Speaking on Good Morning Britain, Hendry Pickup delivered a passionate critique of the proposed tourism levy, which would allow city mayors and town officials to charge small fees for overnight stays at hotels, holiday lets, bed and breakfasts, and guesthouses. "It feels at the moment that it's going to hit the people who can afford it the least, the most, and I don't think that's fair," declared the Butlin's chief executive, who has led the holiday park chain for three years.
Hendry Pickup framed the proposal as fundamentally misguided, describing it as "a UK tax on UK families going on UK holidays." He illustrated the disproportionate impact with concrete figures: Butlin's breaks outside school holidays typically cost around £49 for a family of four for four nights. Adding a hypothetical £2 per night fee would represent a staggering 66 percent tax increase on these already budget-conscious vacations.
Threat to Off-Peak Holidaymakers
While acknowledging the tax wouldn't render Butlin's business unsustainable—the company's three parks in Skegness, Bognor Regis, and Minehead remain fully booked—Hendry Pickup emphasized the devastating effect on families seeking affordable breaks during non-peak periods. "It makes it extremely difficult for people who are coming to spend time with us outside of school holidays," he stressed, predicting the levy could force families to "make a decision about whether they go on holiday or not."
The timing of this warning coincides with Butlin's 90th anniversary celebrations this weekend, highlighting the company's long-standing commitment to providing good-value family holidays since its founding in 1934.
European Precedents and UK Industry Concerns
The government suggests mayors could use tourism tax revenue to invest in local transport and infrastructure, mirroring practices in popular European destinations where visitors pay "tourism taxes," "city levies," or "eco-fees." Amsterdam charges tourists 12.5 percent extra on hotel rooms—one of Europe's highest visitor charges—while Barcelona uses similar taxes to combat overtourism.
However, Hendry Pickup questioned the UK proposal's rationale, noting: "I think it depends upon what the purpose is in the first place. If you look at what happens with that type of levy in different European countries, they use it for different purposes." He further highlighted that "the tourism industry in the UK is already taxed at the highest rate of any of the major European economies."
Broader Economic Implications
In comments to The Telegraph, Hendry Pickup criticized the proposal for failing to consider diverse hospitality business models. "It is designed to target short stays like Airbnb and does not account for the variety of business models in the visitor economy," he observed.
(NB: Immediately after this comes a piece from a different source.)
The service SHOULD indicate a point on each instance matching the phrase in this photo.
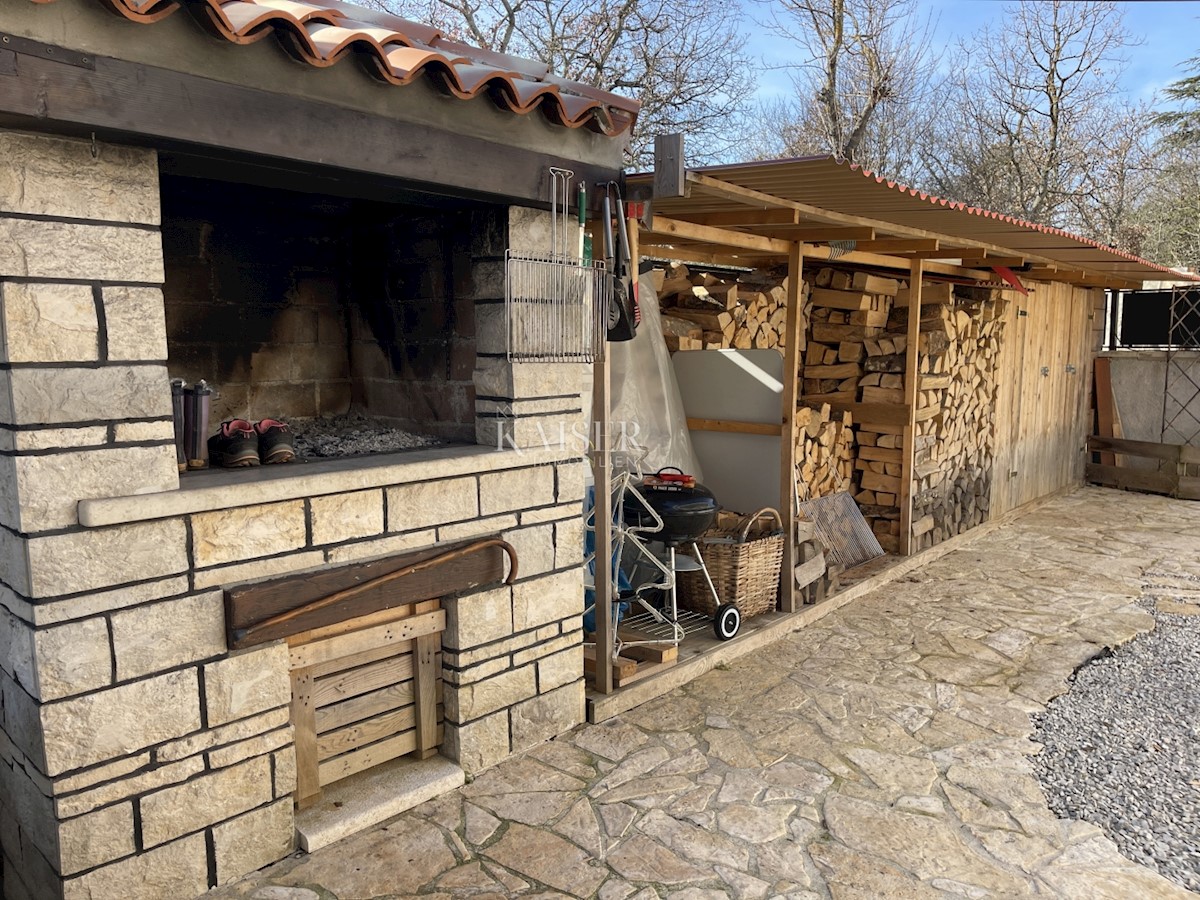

Business travel organizations have echoed these concerns. Andrew Clarke, commercial director for the Business Travel Association, revealed to the Daily Mail that a tourism tax could cost businesses hundreds of thousands annually. Using Aberdeen's oil and gas industry as an example, he calculated that a seven percent charge on 10,000 room nights at £150 each would total £105,000 yearly—"quite a significant increase on a corporate business's travel budget."
Clarke warned businesses might respond by staying outside city charge zones and using taxis, potentially diverting economic activity from urban centers.
Contrasting Perspectives and London's Potential Windfall
Despite these warnings, some stakeholders view tourism taxes positively. Recent analysis suggests a levy on overnight visitors to London could raise over £350 million annually—substantially more than previous £240 million estimates. Central London Forward, representing 12 central London boroughs, based these projections on a three percent room charge.
The analysis indicates the 12 CLF boroughs alone would generate £275 million, with remaining authorities yielding approximately £77 million. Westminster could raise over £95 million independently, while Camden, Kensington and Chelsea, and Tower Hamlets might each exceed £20 million annually. Central boroughs advocate retaining half the additional income to offset tourism-related costs.
As debates continue, the fundamental question remains whether tourism taxes will bolster local infrastructure or undermine the accessibility of Britain's cherished seaside holiday tradition for working families.